I've written a lot of data tools as part of Urbanspoon and subsequent startups. ...

bgraves · on Oct 5, 2011

Thanks! I've been doing some scraping projects lately and really like it a lot. There's a pretty steep learning curve, but it gets easier and easier as you go along, I think.

1. Caching pages is definitely a great idea while debugging. Especially if the data source has a request limit :)

2. I've never heard of Nokogiri, but it looks like BeautifulSoup for Ruby. I've found that Python has worked for everything I need so far, but thanks for the reference.

3. I suck so bad at regex, but using it more will help me climb that mountain.

4. One tip I've used is writing out the "INSERT INTO TABLE..." statements along with the scraped results. I definitely use CSV (and Google Refine) for general clean up and spot checking.

5. You should write a 'Data Scraping One-liners Explained' ebook :)

semanticist · on Oct 6, 2011

I spent the first half of this year writing scrapers for every newspaper in the UK. My Top Regex Tip is http://rubular.com/ - this thing saved me HOURS of my life.

berntb · on Oct 5, 2011

>>I suck so bad at regex

Then you are the opposite of where I used to be -- I thought I understood and could use regexps. Hell, I do Perl for fun. :-)

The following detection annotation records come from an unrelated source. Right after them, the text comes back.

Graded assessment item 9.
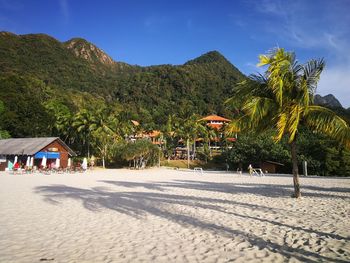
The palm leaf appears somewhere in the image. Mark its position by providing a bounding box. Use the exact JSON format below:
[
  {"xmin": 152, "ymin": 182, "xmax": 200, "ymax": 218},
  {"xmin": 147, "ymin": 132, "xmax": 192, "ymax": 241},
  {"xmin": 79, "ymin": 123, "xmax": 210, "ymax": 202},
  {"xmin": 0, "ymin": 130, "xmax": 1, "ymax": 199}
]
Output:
[{"xmin": 305, "ymin": 105, "xmax": 350, "ymax": 147}]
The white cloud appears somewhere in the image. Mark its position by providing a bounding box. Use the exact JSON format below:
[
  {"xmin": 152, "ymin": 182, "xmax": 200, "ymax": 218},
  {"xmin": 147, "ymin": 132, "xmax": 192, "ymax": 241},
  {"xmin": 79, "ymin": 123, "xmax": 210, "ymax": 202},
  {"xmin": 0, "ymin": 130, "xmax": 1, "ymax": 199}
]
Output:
[
  {"xmin": 317, "ymin": 66, "xmax": 350, "ymax": 108},
  {"xmin": 252, "ymin": 0, "xmax": 350, "ymax": 107}
]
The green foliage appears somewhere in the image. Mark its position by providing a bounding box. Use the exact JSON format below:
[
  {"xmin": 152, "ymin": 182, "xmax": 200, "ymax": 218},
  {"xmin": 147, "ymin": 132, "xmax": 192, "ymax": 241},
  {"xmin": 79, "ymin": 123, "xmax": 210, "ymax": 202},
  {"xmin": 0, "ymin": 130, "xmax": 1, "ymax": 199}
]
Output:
[
  {"xmin": 228, "ymin": 132, "xmax": 290, "ymax": 171},
  {"xmin": 118, "ymin": 140, "xmax": 161, "ymax": 168}
]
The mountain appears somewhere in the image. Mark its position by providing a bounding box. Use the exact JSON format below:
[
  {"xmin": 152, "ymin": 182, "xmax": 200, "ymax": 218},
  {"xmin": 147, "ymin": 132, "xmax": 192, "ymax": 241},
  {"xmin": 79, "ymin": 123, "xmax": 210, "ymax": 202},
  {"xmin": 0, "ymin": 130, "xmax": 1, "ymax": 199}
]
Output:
[
  {"xmin": 64, "ymin": 38, "xmax": 115, "ymax": 65},
  {"xmin": 0, "ymin": 32, "xmax": 245, "ymax": 136},
  {"xmin": 314, "ymin": 94, "xmax": 343, "ymax": 108}
]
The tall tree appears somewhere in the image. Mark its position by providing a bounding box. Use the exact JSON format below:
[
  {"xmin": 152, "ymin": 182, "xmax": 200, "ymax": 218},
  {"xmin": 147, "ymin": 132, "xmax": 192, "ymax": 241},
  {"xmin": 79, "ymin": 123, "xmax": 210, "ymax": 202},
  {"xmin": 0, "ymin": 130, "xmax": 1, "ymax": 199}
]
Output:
[{"xmin": 228, "ymin": 48, "xmax": 350, "ymax": 198}]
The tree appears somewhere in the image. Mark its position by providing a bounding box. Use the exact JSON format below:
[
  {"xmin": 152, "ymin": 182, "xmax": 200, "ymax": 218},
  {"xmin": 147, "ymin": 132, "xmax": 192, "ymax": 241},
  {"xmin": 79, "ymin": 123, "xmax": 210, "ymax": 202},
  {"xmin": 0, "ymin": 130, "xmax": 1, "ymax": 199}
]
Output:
[
  {"xmin": 228, "ymin": 48, "xmax": 350, "ymax": 198},
  {"xmin": 177, "ymin": 114, "xmax": 206, "ymax": 168}
]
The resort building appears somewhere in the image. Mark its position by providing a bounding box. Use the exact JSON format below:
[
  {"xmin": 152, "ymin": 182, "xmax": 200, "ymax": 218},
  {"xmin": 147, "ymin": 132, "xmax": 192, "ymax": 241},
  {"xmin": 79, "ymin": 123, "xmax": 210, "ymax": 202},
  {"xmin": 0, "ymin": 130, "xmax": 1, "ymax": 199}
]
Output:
[
  {"xmin": 200, "ymin": 115, "xmax": 231, "ymax": 130},
  {"xmin": 0, "ymin": 137, "xmax": 76, "ymax": 171}
]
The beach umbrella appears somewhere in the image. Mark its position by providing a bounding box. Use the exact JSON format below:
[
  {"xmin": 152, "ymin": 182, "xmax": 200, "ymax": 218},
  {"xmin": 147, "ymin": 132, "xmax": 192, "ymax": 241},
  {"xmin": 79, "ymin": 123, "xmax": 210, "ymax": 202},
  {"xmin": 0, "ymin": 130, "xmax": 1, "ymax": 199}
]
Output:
[
  {"xmin": 41, "ymin": 156, "xmax": 46, "ymax": 167},
  {"xmin": 55, "ymin": 158, "xmax": 61, "ymax": 169},
  {"xmin": 81, "ymin": 158, "xmax": 87, "ymax": 170}
]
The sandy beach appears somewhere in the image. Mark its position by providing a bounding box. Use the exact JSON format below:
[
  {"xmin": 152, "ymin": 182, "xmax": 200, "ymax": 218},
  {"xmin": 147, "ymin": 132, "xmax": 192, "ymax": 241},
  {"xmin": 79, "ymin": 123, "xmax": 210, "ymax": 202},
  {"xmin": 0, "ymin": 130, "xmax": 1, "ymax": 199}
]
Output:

Something like when I first sat down with Photoshop -- "Hey, I know how to program Macs [before MacOs X]. This is just using a Macintosh program, so I should have no problems"... :-)

Read "Mastering Regular Expressions". It made me feel embarrassed about my previous stupidity [Edit: Embarrassment, your name is Dunning–Kruger :-) ]. Just the first few chapters are enough to change your world.

Edit: I might add, I still can't use Photoshop.

phzbOx · on Oct 5, 2011

May I add: Usually, scraping is a "one time only job", so feel free to use all the hack you want to get the job faster. For instance, wget/grep into a file, use vim to clean it up a bit, mix some awk, perl or bash. The goal is just to get the data, not to write production quality code that will be maintained for years.

For tricky pages, it can be a good idea to write tests though. Be sure to cache all downloaded pages so the tests can be run uber-fast.. It's a good way to perfect that regex. (Yes, there are programs for that, but sometime HTML have some weird newlines or characters that screw everything).

Also, I think it's important to emphasis not to "code everything". Say you've got 10 links to get on the first page.. and in all of these links you've got hundreds. Obviously, you won't go on each page and manually copy everything; however, for the first 10 links, it's useless to write a script that crawl that. Just copy it and clean it from the source. Jee, use a macro in emacs or your favorite editor if you really cant repeat a task 10 times.

phil · on Oct 5, 2011

Yes, repleceng ell vewels weth the letter E clerle empreves dete qelete ;)